No!! Not that kind!! This kind:
As a follow-on to my two recent posts about engineers (March 8 & 28, 2015), I've added some minelaying and removal capability for my East German pioneers. 

As with most modern military forces, WarPac doctrine assigned the responsibility for sowing and removing landmines to the engineers. Though this capability was actually a divisional asset, it was often parceled out to the division's various regiments. As such, in 1981, an East German pioneer company assigned to an armored regiment would have had two GMZ-2 tracked minelayers:
As well as a couple of UR-67 mine clearing line charge vehicles:
The more modern UR-77:
had entered service only in 1979, and so, in 1981, would have been in Soviet units only. 

If you're not familiar with removing mines via line charge, the short explanation is that a small rocket is attached to a long cloth tube filled with explosives and it is then fired out over a minefield:
It lands on the far side (hopefully - tubes come in lengths up to 200 meters/approx 650 feet) leaving the cloth tube lying in and across the field. The explosives in the tube are then detonated:
and the sudden massive over-pressure causes sympathetic detonation of any mines within approx. 4 meters (13 feet) on each side of the tube (It's pretty much the identical method used during WWII, except then it was with Bangalore torpedoes). Of course, there are types of mines that are over-pressure-proof for just this reason, but that's another story. 

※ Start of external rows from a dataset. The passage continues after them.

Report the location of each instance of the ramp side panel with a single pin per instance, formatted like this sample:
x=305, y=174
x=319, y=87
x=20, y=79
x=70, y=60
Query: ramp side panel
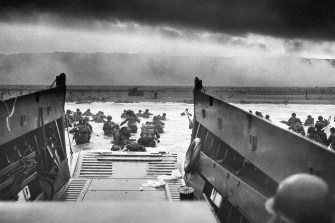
x=254, y=138
x=26, y=112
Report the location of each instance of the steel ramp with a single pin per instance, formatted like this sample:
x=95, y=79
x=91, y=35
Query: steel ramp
x=118, y=176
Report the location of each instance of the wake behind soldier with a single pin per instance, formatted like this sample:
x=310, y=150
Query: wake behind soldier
x=298, y=128
x=158, y=124
x=77, y=115
x=331, y=139
x=146, y=113
x=120, y=137
x=68, y=119
x=324, y=122
x=131, y=118
x=88, y=112
x=139, y=114
x=107, y=128
x=149, y=135
x=309, y=121
x=321, y=133
x=293, y=120
x=163, y=117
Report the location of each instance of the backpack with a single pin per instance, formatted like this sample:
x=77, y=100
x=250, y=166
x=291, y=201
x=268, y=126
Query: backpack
x=148, y=131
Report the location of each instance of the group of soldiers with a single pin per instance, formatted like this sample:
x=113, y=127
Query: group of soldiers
x=315, y=131
x=150, y=131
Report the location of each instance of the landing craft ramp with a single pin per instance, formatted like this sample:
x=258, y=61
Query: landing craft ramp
x=118, y=176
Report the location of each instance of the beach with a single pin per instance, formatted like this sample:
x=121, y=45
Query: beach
x=184, y=94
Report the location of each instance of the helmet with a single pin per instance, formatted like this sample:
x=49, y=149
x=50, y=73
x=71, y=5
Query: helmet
x=318, y=126
x=311, y=129
x=302, y=198
x=115, y=126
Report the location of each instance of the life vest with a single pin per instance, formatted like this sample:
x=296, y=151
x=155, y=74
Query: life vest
x=192, y=155
x=148, y=131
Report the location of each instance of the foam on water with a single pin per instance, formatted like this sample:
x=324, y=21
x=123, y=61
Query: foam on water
x=177, y=134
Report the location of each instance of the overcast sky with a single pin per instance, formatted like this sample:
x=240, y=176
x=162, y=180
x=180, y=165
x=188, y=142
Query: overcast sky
x=267, y=28
x=215, y=28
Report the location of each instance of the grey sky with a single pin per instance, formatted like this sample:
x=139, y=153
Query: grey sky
x=196, y=28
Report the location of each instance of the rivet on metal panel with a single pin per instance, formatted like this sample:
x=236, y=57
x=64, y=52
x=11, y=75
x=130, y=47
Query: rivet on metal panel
x=253, y=142
x=220, y=123
x=311, y=170
x=203, y=113
x=48, y=110
x=37, y=97
x=211, y=101
x=23, y=120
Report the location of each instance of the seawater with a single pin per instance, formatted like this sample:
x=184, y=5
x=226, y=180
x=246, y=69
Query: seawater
x=177, y=135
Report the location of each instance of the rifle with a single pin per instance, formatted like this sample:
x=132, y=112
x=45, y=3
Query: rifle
x=190, y=125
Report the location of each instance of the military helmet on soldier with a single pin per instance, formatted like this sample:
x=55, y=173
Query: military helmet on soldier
x=302, y=198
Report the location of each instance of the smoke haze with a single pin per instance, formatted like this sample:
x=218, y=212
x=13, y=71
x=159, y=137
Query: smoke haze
x=156, y=70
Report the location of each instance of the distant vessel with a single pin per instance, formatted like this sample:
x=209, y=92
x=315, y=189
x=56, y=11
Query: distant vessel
x=135, y=92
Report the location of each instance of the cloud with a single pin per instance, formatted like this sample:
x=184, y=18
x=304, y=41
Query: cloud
x=155, y=70
x=290, y=19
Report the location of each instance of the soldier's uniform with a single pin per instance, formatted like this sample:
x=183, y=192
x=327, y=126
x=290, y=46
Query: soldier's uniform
x=107, y=128
x=82, y=133
x=148, y=136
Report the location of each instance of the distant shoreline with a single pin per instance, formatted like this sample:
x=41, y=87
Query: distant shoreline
x=183, y=94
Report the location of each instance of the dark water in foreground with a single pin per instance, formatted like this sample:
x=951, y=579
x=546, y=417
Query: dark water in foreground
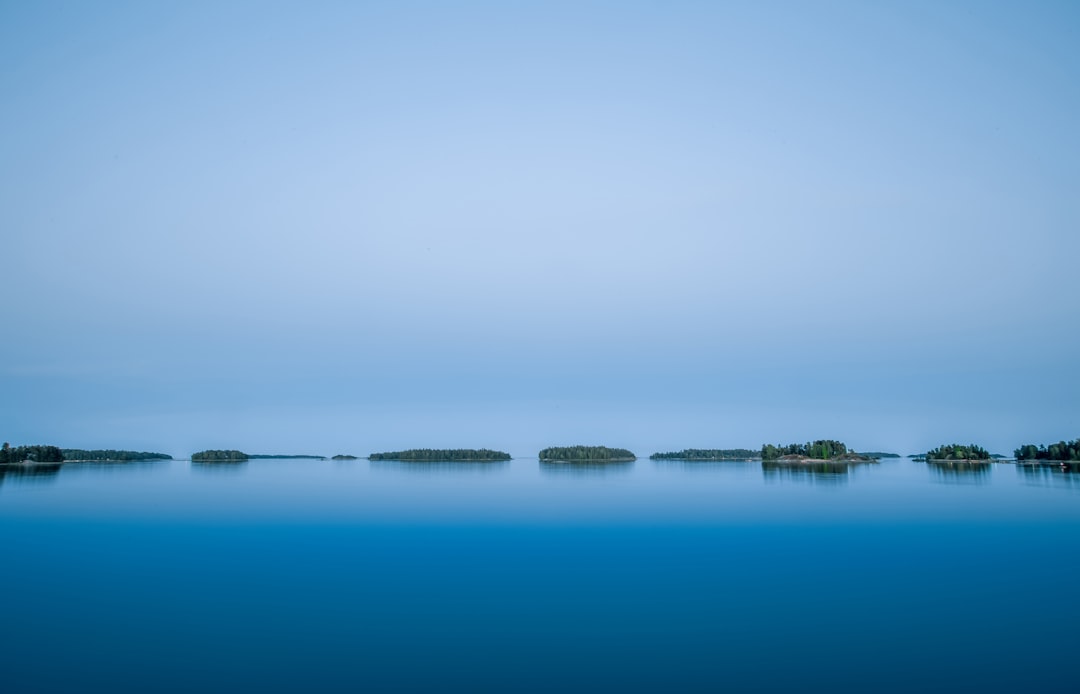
x=358, y=576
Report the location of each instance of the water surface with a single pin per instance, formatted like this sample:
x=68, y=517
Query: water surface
x=666, y=575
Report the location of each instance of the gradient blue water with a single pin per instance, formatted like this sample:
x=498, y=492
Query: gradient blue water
x=345, y=576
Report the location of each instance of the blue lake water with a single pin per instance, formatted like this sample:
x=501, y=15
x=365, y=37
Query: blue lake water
x=372, y=576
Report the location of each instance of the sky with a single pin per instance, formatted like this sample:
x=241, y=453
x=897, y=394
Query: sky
x=352, y=227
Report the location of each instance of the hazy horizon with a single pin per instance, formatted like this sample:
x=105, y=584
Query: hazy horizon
x=335, y=228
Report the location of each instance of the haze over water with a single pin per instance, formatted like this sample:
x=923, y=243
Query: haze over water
x=346, y=228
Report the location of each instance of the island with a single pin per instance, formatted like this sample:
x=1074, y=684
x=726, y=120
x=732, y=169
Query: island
x=80, y=456
x=585, y=454
x=443, y=456
x=30, y=454
x=957, y=452
x=820, y=450
x=218, y=457
x=1062, y=452
x=278, y=457
x=710, y=453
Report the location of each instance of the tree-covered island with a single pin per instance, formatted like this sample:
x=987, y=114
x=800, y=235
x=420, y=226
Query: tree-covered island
x=819, y=450
x=1062, y=451
x=957, y=452
x=81, y=454
x=443, y=456
x=585, y=454
x=218, y=457
x=710, y=453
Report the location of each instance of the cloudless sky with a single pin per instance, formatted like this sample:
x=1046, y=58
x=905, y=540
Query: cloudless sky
x=351, y=227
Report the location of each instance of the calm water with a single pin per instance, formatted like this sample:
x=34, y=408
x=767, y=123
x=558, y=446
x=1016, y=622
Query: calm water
x=358, y=576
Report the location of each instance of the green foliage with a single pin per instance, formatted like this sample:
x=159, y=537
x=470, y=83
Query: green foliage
x=956, y=451
x=594, y=453
x=79, y=453
x=1063, y=451
x=30, y=453
x=277, y=457
x=454, y=454
x=821, y=449
x=709, y=453
x=211, y=456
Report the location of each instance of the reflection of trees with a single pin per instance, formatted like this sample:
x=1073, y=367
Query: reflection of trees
x=960, y=472
x=812, y=472
x=1054, y=473
x=585, y=468
x=218, y=465
x=29, y=472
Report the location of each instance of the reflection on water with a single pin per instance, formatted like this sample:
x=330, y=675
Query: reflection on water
x=585, y=468
x=29, y=472
x=960, y=472
x=1066, y=475
x=219, y=466
x=814, y=473
x=713, y=465
x=435, y=467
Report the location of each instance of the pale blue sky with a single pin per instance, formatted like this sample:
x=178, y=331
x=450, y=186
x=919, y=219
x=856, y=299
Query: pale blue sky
x=323, y=227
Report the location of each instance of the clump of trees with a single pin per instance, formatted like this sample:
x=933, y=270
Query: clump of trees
x=822, y=449
x=212, y=456
x=1065, y=451
x=709, y=453
x=585, y=453
x=79, y=453
x=956, y=451
x=433, y=454
x=30, y=453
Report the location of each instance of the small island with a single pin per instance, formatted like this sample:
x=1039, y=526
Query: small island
x=710, y=453
x=443, y=456
x=218, y=457
x=957, y=452
x=585, y=454
x=1060, y=452
x=81, y=456
x=821, y=450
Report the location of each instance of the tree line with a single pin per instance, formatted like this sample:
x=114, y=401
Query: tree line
x=79, y=453
x=210, y=456
x=434, y=454
x=1060, y=451
x=956, y=451
x=585, y=453
x=709, y=453
x=822, y=449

Pioneers assigned to a motor rifle regiment would have been equipped with the UR-67s, as well as two PMR-3 towed minelayers:
which could be towed behind any medium or heavy truck in the WarPac inventory. As you see in the above photo, racks of mines were loaded into the truck and a crew had to hand-feed them into the minelayer's chute:
Many armored units had only the PMRs, as there were never enough GMZs to go around.

Both the GMZ and the PMR were primarily for sowing antitank mines, specifically the TM-62:
which could be laid on the surface for snowy conditions or sub-surface using the layer's integral plow, which then replaced the sod after depositing the mines. Both the GMZ and the PMR sowed mines at a pre-set distance of 5.5 meters (18 feet) apart. 

And here are my GMZ-2 and UR-67 stands:
As well as a PMR-2 stand:
I had a few ZIL-157 trucks handy:
and with no other burning need for them, they were nominated.